While recently there has been much conflicting news about economic recovery, the Office for National Statistics has announced that our economy is at last growing again. But have we really kissed the recession goodbye?
Unpack the streamers and fetch back your folding table from the neighbours. If there’s ever some news deserving of a street party it’s this: the recession is over. Technically. Releasing its figures for the last quarter, the Office for National Statistics (ONS) has announced that the UK’s GDP grew by around 1% on the previous quarter. Which is good, surely?
Well, opinion is mixed. Focusing on the positives, agriculture and the services industries are displaying some rather healthy signs, showing 2.2% and 1.3% growth on the quarter. Additionally, while the construction sector is still contracting, it is doing so at its lowest rate since the final quarter of last year. What’s more, the power of our success at London 2012 means that faith in Brand Britain is still pretty high right now.
On the down side, there are some reasons to believe that this could be a statistical aberration. Claims have been laid that the Diamond Jubilee in the second quarter of this year inevitably drove figures down, with the extra days off impacting GDP. This would be further exacerbated by our Olympic success artificially inflating our figures this quarter, 13 potentially producing the statistical leap into positive growth. Additionally, some feel that the knock-on impact of austerity measures has only really just begun to be felt, meaning that it is still hard to draw any firm conclusions from the ONS data.
And so the million dollar question remains: is it time to stock up on party poppers and crack open the Veuve?

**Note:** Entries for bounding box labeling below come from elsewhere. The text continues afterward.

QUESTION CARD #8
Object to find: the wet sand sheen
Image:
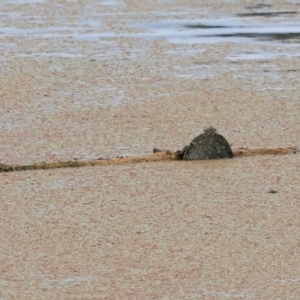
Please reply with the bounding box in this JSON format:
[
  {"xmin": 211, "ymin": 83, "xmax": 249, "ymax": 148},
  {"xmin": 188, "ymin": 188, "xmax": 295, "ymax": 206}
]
[{"xmin": 0, "ymin": 0, "xmax": 300, "ymax": 299}]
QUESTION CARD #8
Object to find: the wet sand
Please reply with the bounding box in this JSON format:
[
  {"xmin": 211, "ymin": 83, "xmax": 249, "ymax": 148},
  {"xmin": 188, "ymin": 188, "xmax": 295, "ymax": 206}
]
[{"xmin": 0, "ymin": 1, "xmax": 300, "ymax": 299}]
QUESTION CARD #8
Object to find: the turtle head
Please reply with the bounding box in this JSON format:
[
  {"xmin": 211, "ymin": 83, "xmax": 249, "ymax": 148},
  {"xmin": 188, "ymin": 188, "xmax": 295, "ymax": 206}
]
[{"xmin": 204, "ymin": 126, "xmax": 217, "ymax": 133}]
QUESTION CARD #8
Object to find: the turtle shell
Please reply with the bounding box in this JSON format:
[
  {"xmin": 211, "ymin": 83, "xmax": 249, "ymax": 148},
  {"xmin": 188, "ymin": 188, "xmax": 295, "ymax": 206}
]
[{"xmin": 182, "ymin": 129, "xmax": 233, "ymax": 160}]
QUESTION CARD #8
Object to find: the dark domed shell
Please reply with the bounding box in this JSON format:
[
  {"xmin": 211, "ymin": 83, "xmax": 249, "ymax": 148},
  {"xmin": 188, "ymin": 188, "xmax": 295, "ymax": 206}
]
[{"xmin": 182, "ymin": 127, "xmax": 233, "ymax": 160}]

says Oliver Barber director of Kingsbridge & Carter Property Investment
The figures themselves are becoming more positive. We’re five years past the previous peak, which in previous large downturns has been the fulcrum. And, although the press has been full of Armageddon, it’s not materialised and people are bored with it. You can almost sense as you go about your business and talk to people that there’s a positivity just starting to come through that wasn’t there until very recently.
Clearly the employment numbers, industrial production numbers, stock market figures and total earnings have not just occurred because we were fantastic in the Olympics. I think the ONS has judged the Olympics added 0.2% to GDP in the quarter, which is good. It was a positive effect but it had far less of an impact than most people think.
There’s still a recessionary mindset in place but I think that actually helps the recovery. Looking back at previous recessions we go through a massive shock, then there’s sort of an acceptance that everything’s harder and that acceptance leads to a tougher mindset. People work harder – it’s the old Churchillian thing.
says Dr Rohan Weerasinghe author, international speaker, money and wealth educator
This is certainly not the end of the recession. It is simply a rather minor upward pump in a seriously downtrending global and European economy, which is likely to continue for another four to six years. There may have been some minor and positive adjustments, but at this point in time, with the international levels of quantitative easing, it is very much like pumping air into a dinghy that’s riddled with holes. For short periods the dinghy may rise a little but then it will continue to head down. Which is exactly what I believe we will see.
As the levels of credit and bank borrowing have spiralled out of control, it is only now that we are seeing the full impact. In simple terms, on a global level there is not enough money being earned to pay back the borrowing. At some point this has to implode. This recent upturn is, in my opinion, just a small bubble of buoyancy in a sinking ship.
This recession is not over. There may be a small upend, however, I genuinely believe it is merely a blip.